"..A FUNNY THING HAPPENED ON THE WAY TO THE OUTCROP."
I appear before you again, this time to point out yet another consequence of the geologists' "lowly" status in the academic pecking order. Though not nearly as serious as the attribute mentioned above, it is nonetheless a fact that geologists are an informal lot. Perhaps this is so because in our field work as students and faculty we mix socially, sleep fitfully, drink carelessly, eat horribly, and dress, er -- dirtily. This informality presents itself in all geological venues, from oil companies to university departments (save those departments that have eschewed field work and rank their esteem in proportion to the square of the number of volts it takes to run their lab instruments, divided by the distance to the coffee pot). A natural spinoff of this informality is a sense of social congeniality and good-natured humor that permeates those same venues(except perhaps in those departments mentioned above).

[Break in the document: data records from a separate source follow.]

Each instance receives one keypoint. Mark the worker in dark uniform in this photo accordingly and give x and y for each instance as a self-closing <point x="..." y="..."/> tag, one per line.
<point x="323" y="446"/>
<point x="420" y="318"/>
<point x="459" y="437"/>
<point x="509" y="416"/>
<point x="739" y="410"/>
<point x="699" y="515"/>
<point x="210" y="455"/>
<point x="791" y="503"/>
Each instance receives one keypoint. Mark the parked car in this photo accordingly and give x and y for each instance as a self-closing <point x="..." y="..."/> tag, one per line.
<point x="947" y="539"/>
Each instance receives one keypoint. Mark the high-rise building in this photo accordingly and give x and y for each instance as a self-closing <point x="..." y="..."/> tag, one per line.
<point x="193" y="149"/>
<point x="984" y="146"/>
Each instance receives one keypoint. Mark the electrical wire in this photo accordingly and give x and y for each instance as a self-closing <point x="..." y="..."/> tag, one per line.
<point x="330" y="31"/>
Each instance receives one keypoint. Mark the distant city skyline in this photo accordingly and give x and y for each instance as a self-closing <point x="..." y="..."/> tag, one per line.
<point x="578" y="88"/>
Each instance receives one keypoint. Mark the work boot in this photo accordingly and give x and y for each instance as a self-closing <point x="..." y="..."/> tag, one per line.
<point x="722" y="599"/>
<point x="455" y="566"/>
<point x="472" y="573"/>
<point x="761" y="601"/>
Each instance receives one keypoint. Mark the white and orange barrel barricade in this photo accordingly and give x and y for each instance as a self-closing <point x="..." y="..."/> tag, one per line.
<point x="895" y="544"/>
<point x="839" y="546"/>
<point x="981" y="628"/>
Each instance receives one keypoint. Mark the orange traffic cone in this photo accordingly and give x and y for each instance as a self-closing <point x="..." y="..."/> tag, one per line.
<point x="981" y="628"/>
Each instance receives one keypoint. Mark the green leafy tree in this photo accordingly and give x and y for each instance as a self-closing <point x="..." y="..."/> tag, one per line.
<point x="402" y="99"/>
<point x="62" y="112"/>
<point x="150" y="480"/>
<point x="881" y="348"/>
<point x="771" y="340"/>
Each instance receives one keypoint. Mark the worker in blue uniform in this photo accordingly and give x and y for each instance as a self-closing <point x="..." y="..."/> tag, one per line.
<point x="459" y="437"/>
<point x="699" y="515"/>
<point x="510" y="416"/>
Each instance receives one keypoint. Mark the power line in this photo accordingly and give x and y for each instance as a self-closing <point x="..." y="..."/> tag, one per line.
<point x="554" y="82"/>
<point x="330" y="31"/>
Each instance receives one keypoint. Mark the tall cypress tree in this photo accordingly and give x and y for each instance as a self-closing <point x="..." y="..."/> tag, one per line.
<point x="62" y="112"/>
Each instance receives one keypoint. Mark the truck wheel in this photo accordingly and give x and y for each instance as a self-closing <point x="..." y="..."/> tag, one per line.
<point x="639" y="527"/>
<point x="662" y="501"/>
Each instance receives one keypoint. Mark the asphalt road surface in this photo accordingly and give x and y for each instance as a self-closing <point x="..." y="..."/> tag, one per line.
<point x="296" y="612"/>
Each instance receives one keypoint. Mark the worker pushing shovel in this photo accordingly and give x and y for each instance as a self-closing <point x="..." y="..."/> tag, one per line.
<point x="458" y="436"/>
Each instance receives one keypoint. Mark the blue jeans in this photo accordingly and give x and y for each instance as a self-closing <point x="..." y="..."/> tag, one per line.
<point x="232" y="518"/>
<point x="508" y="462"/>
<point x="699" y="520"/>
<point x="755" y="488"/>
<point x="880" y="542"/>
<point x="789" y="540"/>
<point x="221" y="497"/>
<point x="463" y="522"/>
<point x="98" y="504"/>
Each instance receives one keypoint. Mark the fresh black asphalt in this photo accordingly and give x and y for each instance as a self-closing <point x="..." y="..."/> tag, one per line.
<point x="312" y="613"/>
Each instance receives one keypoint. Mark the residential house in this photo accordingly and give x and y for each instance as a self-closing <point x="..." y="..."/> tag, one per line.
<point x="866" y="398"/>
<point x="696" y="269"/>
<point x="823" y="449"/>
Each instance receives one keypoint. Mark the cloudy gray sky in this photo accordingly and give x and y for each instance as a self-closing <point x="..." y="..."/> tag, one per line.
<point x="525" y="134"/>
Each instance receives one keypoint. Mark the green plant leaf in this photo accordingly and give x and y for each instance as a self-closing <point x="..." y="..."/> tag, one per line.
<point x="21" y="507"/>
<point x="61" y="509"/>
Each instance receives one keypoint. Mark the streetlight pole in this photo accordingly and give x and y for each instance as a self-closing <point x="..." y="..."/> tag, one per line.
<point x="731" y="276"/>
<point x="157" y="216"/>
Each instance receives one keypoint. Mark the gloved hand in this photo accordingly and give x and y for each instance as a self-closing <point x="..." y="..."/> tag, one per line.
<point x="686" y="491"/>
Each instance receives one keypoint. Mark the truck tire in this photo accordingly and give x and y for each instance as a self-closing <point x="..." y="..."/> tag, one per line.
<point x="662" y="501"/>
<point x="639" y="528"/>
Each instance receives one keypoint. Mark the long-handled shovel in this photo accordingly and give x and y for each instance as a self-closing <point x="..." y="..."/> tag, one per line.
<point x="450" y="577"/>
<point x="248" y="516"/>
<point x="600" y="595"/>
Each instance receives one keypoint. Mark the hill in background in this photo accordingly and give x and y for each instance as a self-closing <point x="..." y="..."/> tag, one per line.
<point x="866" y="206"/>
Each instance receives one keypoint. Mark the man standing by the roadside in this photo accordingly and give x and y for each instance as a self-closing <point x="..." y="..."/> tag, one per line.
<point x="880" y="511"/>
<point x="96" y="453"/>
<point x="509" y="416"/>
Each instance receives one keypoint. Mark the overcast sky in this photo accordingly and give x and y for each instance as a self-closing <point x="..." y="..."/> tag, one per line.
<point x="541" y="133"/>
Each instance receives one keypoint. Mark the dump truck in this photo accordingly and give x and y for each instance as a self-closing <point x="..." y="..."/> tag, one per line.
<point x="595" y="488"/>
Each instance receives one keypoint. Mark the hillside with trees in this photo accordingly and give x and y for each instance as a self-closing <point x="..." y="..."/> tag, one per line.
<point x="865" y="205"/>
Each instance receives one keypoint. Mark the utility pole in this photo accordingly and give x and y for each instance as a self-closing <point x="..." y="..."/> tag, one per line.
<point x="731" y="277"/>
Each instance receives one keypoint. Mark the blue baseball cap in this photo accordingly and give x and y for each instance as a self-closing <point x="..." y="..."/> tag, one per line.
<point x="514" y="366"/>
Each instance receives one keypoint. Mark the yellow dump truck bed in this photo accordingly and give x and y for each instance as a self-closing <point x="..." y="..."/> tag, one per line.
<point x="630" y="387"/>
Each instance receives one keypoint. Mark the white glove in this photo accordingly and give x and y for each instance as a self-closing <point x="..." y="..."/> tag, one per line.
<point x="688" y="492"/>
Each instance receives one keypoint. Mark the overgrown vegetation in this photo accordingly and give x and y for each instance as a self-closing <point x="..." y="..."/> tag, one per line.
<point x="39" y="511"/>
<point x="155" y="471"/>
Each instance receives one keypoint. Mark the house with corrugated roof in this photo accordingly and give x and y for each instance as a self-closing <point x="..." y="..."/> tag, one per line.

I see it as my duty this day, then, to present to you true and honest examples of humorous events gleaned from my own checkered past. No holds will be barred. Names will be named. Except maybe for the Geology 1 student at UMass whose paper I graded as a TA back in 1959, who defind a fossil as, "..an orgasm preserved in rock." I have forgotten her name, but I do remember giving her extra credit for her answer. I always was a pussycat.